Awaria systemu poboru opłat drogowych

Grzegorz SuteniecGrzegorz Suteniec
opublikowano: 2021-07-09 13:05

Uruchomiony w czerwcu nowy system poboru opłat drogowych e-Toll w wyniku awarii nie działał przez około pół doby.

Przeczytaj artykuł i dowiedź się:

  • kiedy wystąpiła awaria systemu eToll i co ją spowodowało
  • kto był zaangażowany w usunięcie awarii
  • jak sprawę komentuje jeden z dostawców usług

24 czerwca Ministerstwo Finansów (MF) uruchomiło nowy system poboru opłat drogowych — e-Toll. Po dwóch tygodniach od uruchomienia budowany kosztem blisko 450 mln zł system zaliczył poważną wpadkę. Awaria, która spowodowała jego niedostępność, zaczęła się w środę około południa. Udało się ją usunąć dopiero około północy.

— Tak długa awaria świadczy o złej architekturze systemu. Biorąc pod uwagę, że to nowy system, taka sytuacja nie powinna się zdarzyć — mówi specjalista od dużych systemów IT, chcący zachować anonimowość.

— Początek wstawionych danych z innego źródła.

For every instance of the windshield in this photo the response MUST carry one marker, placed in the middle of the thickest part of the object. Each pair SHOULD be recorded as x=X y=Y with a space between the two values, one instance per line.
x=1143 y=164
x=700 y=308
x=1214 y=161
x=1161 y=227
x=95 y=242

MF twierdzi, że awaria nie była odczuwalna przez użytkowników systemu e-Toll.

– Poprawne działanie systemu zostało szybko przywrócone. Sprawdzamy przyczynę awarii. Na tym etapie formułowanie wniosków o odpowiedzialność za jej powstanie jest przedwczesne — poinformowało biuro prasowe MF.

Za wcześnie na wnioski:
Za wcześnie na wnioski:
Ministerstwo Finansów, w którym pełnomocnikiem od IT jest Przemysław Koch, analizuje przyczynę środowej awarii.
Tomek Pikuła

Według źródeł „PB” pierwotną przyczyną awarii były problemy z platformą Azure, które spowodowały niepoprawne działanie jednej z aplikacji.

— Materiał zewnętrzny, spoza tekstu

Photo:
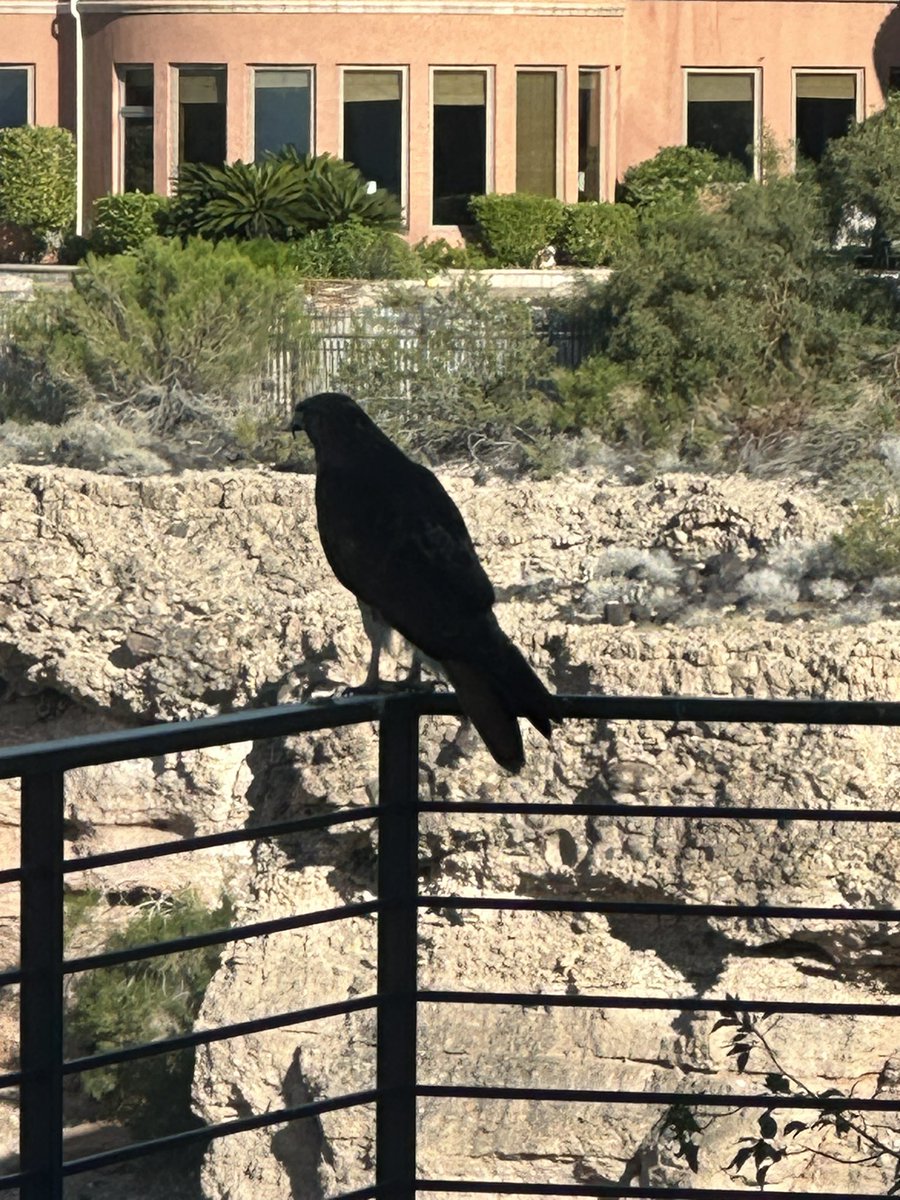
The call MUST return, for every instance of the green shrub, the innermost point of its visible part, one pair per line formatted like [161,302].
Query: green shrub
[598,397]
[37,179]
[597,234]
[729,318]
[861,173]
[123,222]
[457,379]
[441,256]
[869,544]
[154,330]
[513,228]
[675,175]
[353,251]
[283,197]
[143,1001]
[335,191]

Za dostawę MF usług chmurowych odpowiada Operator Chmury Krajowej (OChK).

Operator Chmury Krajowej dostarcza Ministerstwu Finansów platformę Azure zgodnie z zawartą w trybie zamówień publicznych w 2020 r. umową, której elementem jest zapewnienie wsparcia producenta. W naszej opinii umowa jest realizowana należycie — poinformowało biuro prasowe OChK, dodając, że spółce nie są znane powody do zastosowania potencjalnych kar umownych wobec którejkolwiek z zaangażowanych stron.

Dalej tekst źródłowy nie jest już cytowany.